Ainsi, quatre Tu-160M peuvent lancer 48-80 KR-UAV, effectuant la reconnaissance d'un territoire énorme et assurant la défaite des navires d'escorte. L'avantage d'utiliser les bombardiers lance-missiles Tu-95MSM et Tu-160M est leur portée, qui dépasse largement celle des avions de transport. Et concernant le Tu-160M, il y a aussi la possibilité d'une réduction significative du délai de livraison du KR-UAV grâce à l'utilisation de modes de vol supersoniques. La portée approximative du Tu-160M sans tenir compte de la possibilité de ravitaillement en vol est considérée dans l'article "Hypersonic" Dagger "sur le Tu-160. Réalité ou Fiction "?.
Si des analogues jetables de drones de type Gremlins sont déployés sur des avions Tu-95 et Tu-160, la question se pose de placer des opérateurs qui n'ont nulle part où s'attacher aux bombardiers. Si l'UAV peut être contrôlé via des canaux de communication par satellite, le contrôle peut être effectué depuis le centre au sol. S'il est absent, un plan de contrôle spécialisé sera nécessaire. Par exemple, sur la base du Tu-214PU (point de contrôle) ou du Tu-214USUS (centre de communication aérienne) avec une portée de vol portée à 10 500 kilomètres.

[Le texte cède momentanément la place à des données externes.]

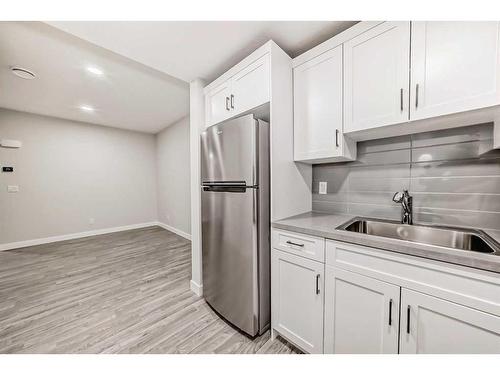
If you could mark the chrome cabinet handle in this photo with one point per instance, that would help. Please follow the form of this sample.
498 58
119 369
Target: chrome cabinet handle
390 312
416 95
408 320
295 244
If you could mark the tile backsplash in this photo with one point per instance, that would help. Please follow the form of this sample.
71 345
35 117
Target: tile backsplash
452 182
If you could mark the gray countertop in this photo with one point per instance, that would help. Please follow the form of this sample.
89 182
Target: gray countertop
323 225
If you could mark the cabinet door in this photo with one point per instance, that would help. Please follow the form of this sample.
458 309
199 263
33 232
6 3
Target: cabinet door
377 75
217 103
251 86
297 300
455 67
432 325
317 121
361 314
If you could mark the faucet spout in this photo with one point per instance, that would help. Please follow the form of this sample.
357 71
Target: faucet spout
406 201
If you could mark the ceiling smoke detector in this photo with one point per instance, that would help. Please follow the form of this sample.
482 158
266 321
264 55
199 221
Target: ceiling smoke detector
22 73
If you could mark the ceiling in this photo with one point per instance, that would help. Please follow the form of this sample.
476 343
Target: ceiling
200 49
146 65
128 95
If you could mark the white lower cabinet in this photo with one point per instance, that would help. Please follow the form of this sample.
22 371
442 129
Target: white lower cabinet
432 325
297 300
365 300
361 314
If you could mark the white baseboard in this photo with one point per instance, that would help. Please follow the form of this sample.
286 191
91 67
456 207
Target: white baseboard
181 233
196 288
72 236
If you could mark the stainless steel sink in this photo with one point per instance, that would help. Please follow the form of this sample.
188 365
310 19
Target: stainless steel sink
449 237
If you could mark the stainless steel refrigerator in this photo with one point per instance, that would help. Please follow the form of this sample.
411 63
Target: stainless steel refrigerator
235 222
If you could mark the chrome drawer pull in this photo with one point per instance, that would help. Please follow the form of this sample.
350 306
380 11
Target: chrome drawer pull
295 244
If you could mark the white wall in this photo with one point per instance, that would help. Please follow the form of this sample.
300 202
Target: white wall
174 203
70 172
197 125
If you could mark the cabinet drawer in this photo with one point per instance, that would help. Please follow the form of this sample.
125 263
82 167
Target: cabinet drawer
299 244
466 286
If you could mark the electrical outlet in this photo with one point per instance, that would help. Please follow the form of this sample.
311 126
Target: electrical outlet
323 187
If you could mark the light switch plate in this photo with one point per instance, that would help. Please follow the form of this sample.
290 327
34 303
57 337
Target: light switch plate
323 187
12 188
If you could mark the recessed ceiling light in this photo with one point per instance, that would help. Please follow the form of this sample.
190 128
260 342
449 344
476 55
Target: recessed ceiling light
95 70
22 72
87 108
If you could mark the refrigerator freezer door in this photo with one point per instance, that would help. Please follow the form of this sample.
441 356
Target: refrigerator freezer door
229 151
230 261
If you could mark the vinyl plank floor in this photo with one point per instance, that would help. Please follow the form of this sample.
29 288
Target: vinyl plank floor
125 292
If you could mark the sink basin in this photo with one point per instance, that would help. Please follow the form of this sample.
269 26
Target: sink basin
453 238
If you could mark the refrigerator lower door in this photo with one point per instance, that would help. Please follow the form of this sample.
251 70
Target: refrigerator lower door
230 255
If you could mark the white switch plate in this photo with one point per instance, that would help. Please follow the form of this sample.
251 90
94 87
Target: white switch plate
323 187
12 188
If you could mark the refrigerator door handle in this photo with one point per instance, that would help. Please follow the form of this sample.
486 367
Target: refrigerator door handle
225 188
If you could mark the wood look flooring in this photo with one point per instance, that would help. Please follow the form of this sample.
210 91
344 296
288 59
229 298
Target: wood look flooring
125 292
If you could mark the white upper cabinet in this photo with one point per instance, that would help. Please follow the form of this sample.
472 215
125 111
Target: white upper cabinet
376 77
361 314
431 325
217 106
251 86
245 90
455 67
318 106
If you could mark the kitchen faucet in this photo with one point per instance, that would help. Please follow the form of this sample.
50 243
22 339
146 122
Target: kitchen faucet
406 201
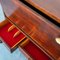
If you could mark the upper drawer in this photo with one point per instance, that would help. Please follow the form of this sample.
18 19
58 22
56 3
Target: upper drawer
40 31
49 7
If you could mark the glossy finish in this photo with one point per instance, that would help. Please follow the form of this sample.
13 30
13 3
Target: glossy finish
49 7
43 32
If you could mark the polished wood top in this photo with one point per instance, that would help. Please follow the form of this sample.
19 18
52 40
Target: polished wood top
49 7
44 33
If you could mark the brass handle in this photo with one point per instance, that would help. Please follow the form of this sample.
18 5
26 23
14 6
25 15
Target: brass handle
58 40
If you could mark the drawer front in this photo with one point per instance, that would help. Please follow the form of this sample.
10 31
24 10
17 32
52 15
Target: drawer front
44 33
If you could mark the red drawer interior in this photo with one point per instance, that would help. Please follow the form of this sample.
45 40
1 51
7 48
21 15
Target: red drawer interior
35 52
8 36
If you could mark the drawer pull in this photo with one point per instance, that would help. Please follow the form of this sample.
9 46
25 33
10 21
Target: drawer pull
58 40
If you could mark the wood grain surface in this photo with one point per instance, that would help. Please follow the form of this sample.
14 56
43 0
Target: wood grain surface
44 32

Avec les drones réutilisables, tout est clair. Mais quel est l'avantage des drones jetables par rapport au KR ?
Le principal avantage d'une solution telle que les KR-UAV décrits ci-dessus (par rapport aux KR / RCC conventionnels) est la possibilité d'une reconnaissance supplémentaire de l'AUG / KUG et du reciblage du KR-UAV en vol vers des cibles détectées, ainsi que identification de la cible par l'opérateur. Cela réduira considérablement l'efficacité du camouflage et des leurres.
La longue portée de vol, d'environ 5 000 à 5 500 kilomètres, permettra de "tirer" les KR-UAV qui n'ont pas détecté de cibles par eux-mêmes jusqu'à l'emplacement des navires AUG / KUG détectés. Affinez avec leur aide les dernières coordonnées des cibles (pour une frappe ultérieure avec des missiles anti-navires super/hypersoniques) et frappez immédiatement le drone lui-même.